シン・ゴジラのタキのレビュー・感想・評価

シン・ゴジラ(2016年製作の映画)
5.0
2年前に映画館で3回見てWOWOWで見て地上波で2回見てCM抜きでまた見たくなってU-NEXTでまた見た。映画館でパンフレットをひさびさに買おうと思ったら売り切れで入荷してもすぐなくなるそうだ。売店のひとに入荷日を教えてもらえたのでその日にすぐ買いに行ったのを覚えている。
どうしてこんなに好きなんだろうと考えるにオタク魂に火がつくからなのではないかという結論に至った。出てくる人はみんなそれぞれの職務を全うすることに全力のプロフェッショナル、つまり言い換えると専門バカのオタクたちでとにかくみんな総じてアツい。平時には変わり者だとスポイルされるかもしれないオタクたちが日本を救う!なんて考えただけで血湧き肉躍る。私も小粒すぎて申し訳ないのだがなんの役にもたたないことをひっそりとやっているオタクなもので共感しすぎて死にそうだった。たぶんこのあたりの時期に「君の名は。」が公開されていたと思うのだが大人たちの頼りなさに歯噛みをしながら見ていたものでシン・ゴジラで大人たちがあらゆる知恵を結集して有事にあたる姿のかっこよさに震えたものだった。
難しい用語に早口、漢字ばかりのテロップに頭をフル回転させて見るのだが、しばしばついていけず話がブッ飛んで進行してしまうが、なんら問題はない。それどころかセリフにリズム感があって耳に心地よさすら感じる。特に長谷川博己がいい。滑舌はピカイチの芸術品だ。その上顔もいい。「政界は敵か味方しかいない。性に合ってる。」と泉ちゃんに言う矢口蘭堂の顔があまりにカッコイイのでそこだけで映画代の1800円のうちの1000円払ってもいい。泉ちゃん(松尾諭)は「矢口、まずはお前が落ちつけ。」の水ドンもいいが、ヤシオリ作戦に行く前、蘭堂が「この国には有能な人材が残っている君もいるし問題ないよ。」と言えば泉ちゃんが「幹事長なら任せとけ」と答え、ワタシはあまりのエモさに頻脈を抑えきれなかった。

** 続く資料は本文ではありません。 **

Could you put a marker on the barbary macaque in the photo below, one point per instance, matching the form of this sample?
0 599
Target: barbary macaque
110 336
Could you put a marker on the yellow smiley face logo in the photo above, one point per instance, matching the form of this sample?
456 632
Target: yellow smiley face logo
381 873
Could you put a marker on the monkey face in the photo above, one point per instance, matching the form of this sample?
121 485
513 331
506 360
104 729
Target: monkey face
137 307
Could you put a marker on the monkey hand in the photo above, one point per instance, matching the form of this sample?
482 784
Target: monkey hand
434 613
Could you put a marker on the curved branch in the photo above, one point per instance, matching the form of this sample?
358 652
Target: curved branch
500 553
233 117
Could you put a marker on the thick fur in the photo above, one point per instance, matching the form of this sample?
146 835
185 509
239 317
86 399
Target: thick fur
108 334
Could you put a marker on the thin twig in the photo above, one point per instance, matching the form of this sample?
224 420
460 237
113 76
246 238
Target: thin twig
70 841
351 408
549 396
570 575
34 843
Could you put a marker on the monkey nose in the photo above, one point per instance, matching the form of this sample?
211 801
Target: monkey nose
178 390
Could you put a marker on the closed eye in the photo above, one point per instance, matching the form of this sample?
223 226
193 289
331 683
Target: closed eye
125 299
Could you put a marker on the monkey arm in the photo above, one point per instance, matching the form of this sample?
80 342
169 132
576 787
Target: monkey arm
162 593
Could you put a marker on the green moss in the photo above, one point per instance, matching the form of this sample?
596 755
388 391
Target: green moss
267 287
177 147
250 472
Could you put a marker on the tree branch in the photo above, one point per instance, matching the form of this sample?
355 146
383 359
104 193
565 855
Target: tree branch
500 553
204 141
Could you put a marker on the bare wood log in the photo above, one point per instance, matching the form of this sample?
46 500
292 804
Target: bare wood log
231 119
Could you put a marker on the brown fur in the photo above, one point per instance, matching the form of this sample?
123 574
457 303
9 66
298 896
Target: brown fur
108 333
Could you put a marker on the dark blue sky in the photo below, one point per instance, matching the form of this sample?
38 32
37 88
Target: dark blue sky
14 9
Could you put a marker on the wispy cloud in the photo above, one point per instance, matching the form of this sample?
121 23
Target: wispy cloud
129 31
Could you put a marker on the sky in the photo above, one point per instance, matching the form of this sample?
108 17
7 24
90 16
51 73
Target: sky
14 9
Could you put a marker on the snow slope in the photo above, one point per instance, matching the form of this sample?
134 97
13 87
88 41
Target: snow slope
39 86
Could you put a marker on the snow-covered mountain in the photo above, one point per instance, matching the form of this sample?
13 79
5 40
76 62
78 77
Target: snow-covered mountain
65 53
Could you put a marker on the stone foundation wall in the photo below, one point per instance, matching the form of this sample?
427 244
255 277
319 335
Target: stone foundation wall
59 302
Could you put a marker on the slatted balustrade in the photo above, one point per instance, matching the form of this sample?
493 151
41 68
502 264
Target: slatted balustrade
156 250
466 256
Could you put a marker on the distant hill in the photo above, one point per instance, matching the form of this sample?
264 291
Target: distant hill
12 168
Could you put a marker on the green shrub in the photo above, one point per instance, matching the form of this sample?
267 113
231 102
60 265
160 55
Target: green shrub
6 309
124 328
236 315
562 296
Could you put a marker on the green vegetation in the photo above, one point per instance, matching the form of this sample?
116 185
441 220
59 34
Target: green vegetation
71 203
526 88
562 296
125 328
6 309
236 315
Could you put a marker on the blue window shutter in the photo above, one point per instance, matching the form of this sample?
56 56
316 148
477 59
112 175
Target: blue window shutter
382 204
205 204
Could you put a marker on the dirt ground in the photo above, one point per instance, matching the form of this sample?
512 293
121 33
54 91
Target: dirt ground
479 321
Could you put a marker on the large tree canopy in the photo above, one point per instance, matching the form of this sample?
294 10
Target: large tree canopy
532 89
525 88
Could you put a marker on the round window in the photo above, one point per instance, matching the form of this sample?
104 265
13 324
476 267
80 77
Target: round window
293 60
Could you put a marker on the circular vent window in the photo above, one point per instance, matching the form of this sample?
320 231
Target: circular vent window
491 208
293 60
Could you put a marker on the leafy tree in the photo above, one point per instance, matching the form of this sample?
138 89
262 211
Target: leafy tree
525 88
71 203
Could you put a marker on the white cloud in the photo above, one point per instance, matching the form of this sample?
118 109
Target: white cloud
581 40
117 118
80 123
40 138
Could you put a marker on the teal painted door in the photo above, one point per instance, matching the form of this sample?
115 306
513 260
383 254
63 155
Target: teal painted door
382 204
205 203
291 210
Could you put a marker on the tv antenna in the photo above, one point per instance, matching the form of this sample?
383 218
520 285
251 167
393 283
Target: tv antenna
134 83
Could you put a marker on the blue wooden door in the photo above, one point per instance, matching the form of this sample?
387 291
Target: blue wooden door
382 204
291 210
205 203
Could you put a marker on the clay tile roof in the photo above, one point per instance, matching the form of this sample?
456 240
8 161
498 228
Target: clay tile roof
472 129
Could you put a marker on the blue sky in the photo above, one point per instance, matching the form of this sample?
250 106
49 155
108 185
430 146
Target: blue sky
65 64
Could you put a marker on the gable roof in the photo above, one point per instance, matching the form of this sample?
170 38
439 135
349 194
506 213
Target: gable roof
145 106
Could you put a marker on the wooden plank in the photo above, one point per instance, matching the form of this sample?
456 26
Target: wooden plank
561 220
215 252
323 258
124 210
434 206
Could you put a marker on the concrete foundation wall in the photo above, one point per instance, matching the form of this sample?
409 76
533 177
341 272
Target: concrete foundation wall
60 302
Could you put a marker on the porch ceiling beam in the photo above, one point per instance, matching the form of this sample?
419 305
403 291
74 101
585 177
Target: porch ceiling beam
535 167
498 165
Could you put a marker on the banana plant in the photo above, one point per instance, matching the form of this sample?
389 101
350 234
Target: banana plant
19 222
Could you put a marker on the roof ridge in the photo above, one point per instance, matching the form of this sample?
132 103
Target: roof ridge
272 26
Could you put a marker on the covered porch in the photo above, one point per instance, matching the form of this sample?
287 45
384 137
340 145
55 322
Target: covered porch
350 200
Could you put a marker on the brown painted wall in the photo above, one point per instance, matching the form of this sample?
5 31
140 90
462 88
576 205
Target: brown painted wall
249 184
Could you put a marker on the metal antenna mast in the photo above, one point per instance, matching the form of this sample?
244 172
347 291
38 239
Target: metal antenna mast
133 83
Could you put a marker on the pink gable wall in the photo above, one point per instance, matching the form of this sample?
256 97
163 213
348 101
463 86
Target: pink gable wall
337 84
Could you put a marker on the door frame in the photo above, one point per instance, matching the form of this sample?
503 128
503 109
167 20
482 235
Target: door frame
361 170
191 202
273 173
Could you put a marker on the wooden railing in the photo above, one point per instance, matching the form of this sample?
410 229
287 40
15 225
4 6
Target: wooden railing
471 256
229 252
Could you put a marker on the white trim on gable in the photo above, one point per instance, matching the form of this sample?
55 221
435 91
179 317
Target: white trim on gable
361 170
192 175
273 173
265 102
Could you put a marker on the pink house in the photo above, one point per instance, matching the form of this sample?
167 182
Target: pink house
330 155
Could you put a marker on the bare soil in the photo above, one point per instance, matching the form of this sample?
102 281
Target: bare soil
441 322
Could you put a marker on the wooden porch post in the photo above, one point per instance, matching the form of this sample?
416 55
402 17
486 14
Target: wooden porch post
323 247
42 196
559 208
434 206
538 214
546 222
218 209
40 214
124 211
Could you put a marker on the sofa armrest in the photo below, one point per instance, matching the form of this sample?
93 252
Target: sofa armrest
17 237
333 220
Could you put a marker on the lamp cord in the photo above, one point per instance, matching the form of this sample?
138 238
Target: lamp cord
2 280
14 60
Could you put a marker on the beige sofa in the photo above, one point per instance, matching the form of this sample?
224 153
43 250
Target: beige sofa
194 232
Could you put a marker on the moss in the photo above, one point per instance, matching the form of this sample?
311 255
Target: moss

いつも真顔で超絶技巧早口の尾頭ヒロミ(市川実日子)が最後にサーベイデータを見てホッとした顔をして初めて微笑むとこもいいし、冗談ポイの安田(高橋一生)が、尾頭さんに「ごめんなさい(早口)」するとこは何回見ても可愛くて笑ってしまう。冷徹なまでの政界の歩き方を実践している叩き上げ赤坂(竹野内豊)もいい。政治家の家系で三世という蘭堂と赤坂は対比して見ることになるだろうが、どちらも日本という国を未来につなぐという信念の元に戦っており、どちらに転ぶのかという首の皮一枚で繋がってる感がリアルだった。「この国はスクラップアンドビルドでのし上がってきた。また立ち直れるさ。」と赤坂は言ったが今年もまた災害が多かったこともあって涙が出た。この映画を見ると私も出来ることをやらねばという気持ちが湧き上がってくる。
ラストはゴジラのシッポが大写しになってパッと終わるのだが、明らかに人間の形状が見てとれて薄れていた恐怖が蘇る。おそらくゴジラはメタモルフォーゼの一歩手前だった。凍結しているとはいえゴジラはまだ滅んではいない。人類とゴジラの起こしたこの顛末を東日本大地震をイメージするとするならそこにある脅威との共存という課題を残したのも示唆的だった。
まだ人類には考えねばならないことが山積みのままなのだ。